Muhammad nodded, unsure what to say. The carpet in the lobby had been soaked through, and even the water that rose around his shoe with each step had made him nervous. Once they were in the stairwell, the steps were metal, but a faint black stripe a couple of feet up the wall indicated a recent high-water mark. Muhammad didn’t want to be in there if the water began to rise again.

“You guys have any kids?” Scott asked.

“No, thankfully,” Muhammad replied but then bit his tongue.

“Nah, that’s okay,” Scott said, coming up to the second-floor landing. “I wouldn’t wish this on anybody. It’s the fatalist in me, but I think I’ve always known that my kids would go before me. Having been in the army, you get used to preparing for the worst. When we first had them, I knew losing them would be the worst. Every year they get older, you know they can take better care of themselves, but it doesn’t matter. You just never get to the point where you’re not thinking the world is just going to take them away for your sins.”

“So you think you’ll be okay?” Muhammad asked softly.

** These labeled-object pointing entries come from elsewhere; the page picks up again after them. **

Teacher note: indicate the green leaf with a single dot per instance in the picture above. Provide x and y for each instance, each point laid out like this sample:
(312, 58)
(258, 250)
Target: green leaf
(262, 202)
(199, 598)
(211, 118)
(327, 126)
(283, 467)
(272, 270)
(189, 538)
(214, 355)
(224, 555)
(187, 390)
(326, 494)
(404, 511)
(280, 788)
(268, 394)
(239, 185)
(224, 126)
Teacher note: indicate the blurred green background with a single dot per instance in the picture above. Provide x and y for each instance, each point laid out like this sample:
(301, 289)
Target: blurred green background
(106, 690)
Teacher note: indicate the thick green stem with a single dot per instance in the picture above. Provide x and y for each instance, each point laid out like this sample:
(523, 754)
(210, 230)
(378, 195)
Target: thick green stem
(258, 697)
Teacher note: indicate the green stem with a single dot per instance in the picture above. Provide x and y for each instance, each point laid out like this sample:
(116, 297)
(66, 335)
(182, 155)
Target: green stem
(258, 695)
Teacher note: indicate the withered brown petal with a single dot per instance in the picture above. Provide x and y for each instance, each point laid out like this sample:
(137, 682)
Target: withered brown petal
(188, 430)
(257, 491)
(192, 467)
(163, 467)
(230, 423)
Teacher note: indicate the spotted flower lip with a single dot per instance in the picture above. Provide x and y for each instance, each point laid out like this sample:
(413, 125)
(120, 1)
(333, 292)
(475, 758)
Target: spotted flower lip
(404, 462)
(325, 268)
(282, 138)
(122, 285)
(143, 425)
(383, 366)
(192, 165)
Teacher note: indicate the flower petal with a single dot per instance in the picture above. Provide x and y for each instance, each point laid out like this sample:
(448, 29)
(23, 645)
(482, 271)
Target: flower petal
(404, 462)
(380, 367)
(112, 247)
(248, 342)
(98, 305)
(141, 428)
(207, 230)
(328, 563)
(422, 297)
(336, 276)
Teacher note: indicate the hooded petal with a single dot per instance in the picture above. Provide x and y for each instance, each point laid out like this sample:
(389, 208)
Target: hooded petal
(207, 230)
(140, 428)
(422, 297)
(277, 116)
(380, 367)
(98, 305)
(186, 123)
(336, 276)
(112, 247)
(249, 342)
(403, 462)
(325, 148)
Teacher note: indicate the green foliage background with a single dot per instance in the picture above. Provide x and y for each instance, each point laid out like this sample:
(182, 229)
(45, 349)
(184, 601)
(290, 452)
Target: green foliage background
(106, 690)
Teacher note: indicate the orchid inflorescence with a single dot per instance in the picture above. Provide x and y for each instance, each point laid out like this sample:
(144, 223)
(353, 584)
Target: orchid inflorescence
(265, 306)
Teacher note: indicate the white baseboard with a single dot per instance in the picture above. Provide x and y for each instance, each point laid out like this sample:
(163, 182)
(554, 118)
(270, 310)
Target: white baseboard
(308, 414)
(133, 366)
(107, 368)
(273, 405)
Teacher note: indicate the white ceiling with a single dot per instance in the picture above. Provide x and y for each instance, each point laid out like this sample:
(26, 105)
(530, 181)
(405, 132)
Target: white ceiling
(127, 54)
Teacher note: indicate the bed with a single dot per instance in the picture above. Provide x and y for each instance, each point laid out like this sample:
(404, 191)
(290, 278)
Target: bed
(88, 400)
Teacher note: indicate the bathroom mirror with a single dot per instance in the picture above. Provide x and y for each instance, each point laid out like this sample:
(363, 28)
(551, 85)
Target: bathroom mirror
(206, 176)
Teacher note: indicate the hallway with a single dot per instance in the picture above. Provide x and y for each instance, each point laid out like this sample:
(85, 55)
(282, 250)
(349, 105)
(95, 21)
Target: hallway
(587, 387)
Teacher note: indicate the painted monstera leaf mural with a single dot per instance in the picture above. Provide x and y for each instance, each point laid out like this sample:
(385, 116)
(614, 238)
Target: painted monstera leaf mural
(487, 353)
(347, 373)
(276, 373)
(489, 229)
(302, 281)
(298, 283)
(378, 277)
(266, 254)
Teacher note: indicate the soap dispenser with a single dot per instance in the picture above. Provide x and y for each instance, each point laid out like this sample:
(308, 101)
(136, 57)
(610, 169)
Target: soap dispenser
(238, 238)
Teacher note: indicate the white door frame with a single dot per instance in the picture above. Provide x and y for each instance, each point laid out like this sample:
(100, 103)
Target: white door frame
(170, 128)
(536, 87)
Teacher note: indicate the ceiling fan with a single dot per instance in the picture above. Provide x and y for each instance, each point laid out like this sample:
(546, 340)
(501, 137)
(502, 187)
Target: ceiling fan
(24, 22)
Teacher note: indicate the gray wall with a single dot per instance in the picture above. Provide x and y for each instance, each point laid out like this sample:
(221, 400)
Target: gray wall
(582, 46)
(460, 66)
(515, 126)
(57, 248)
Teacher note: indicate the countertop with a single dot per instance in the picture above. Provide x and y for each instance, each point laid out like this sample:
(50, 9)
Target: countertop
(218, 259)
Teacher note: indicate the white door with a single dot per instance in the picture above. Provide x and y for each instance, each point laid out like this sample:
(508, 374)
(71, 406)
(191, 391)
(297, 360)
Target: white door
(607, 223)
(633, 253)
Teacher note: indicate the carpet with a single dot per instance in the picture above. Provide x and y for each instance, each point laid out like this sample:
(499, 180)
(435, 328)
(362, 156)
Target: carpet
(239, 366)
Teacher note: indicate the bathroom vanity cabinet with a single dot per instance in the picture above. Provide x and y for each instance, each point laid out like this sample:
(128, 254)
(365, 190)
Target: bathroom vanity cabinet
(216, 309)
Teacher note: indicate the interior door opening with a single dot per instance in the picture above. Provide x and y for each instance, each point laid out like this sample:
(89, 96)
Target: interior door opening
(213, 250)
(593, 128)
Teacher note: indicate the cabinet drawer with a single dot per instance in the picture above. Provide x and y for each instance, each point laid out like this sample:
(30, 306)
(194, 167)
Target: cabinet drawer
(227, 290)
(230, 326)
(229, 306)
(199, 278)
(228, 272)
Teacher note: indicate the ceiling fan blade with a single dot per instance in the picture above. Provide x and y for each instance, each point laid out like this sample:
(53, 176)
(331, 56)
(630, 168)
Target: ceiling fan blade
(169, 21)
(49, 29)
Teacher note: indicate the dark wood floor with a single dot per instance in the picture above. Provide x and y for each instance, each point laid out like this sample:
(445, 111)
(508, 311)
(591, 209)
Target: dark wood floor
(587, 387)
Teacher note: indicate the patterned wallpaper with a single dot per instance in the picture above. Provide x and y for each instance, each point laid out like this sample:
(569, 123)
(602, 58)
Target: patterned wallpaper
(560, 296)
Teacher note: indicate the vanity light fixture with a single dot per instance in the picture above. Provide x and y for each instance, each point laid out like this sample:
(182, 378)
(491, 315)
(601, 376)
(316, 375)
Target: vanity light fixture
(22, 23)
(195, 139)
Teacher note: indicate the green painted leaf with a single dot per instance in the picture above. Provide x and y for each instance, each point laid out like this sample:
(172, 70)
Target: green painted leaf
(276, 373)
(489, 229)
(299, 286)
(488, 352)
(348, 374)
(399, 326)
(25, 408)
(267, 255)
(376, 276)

“I don’t know yet. Might be why I came with you. If I get killed up here, I’m some kind of hero, especially if I save you in the process. Then I never have to deal with it, right?”

Muhammad thought about this for a moment but then shook his head.

“That would put your death on me, though. I don’t want that.”

Scott burst out laughing.

“I’m just kidding with you, Muhammad. If I get killed up here, you’ll be killed, too, and you know it.”

•  •  •

Out in the dump truck, Big Time kept his eye peeled for sludge worms. The street that ran past Muhammad’s apartment building was parallel to Allen Parkway but elevated, the parkway having been carved through a hill that once stood on the west side of town. Though the elevated road was devoid of standing water, Allen Parkway was still flooded. Raging water clouded with dirt raced away from downtown, using the parkway as a culvert.

“There!” Tony shouted.

Sure enough, a thick tendril of pitch moving against the current snaked its way towards the central part of the city.

Big Time’s hand went to the gear shift, ready to pull the truck away, but the sludge worm seemed to take no notice of the people up on the frontage road.

“Me and Ed watched them for hours,” Tony said. “We didn’t see any tails either. We’d see one end going after a person, but the other end would just go and go and go. He joked there was some octopus down in the Gulf with a million arms.”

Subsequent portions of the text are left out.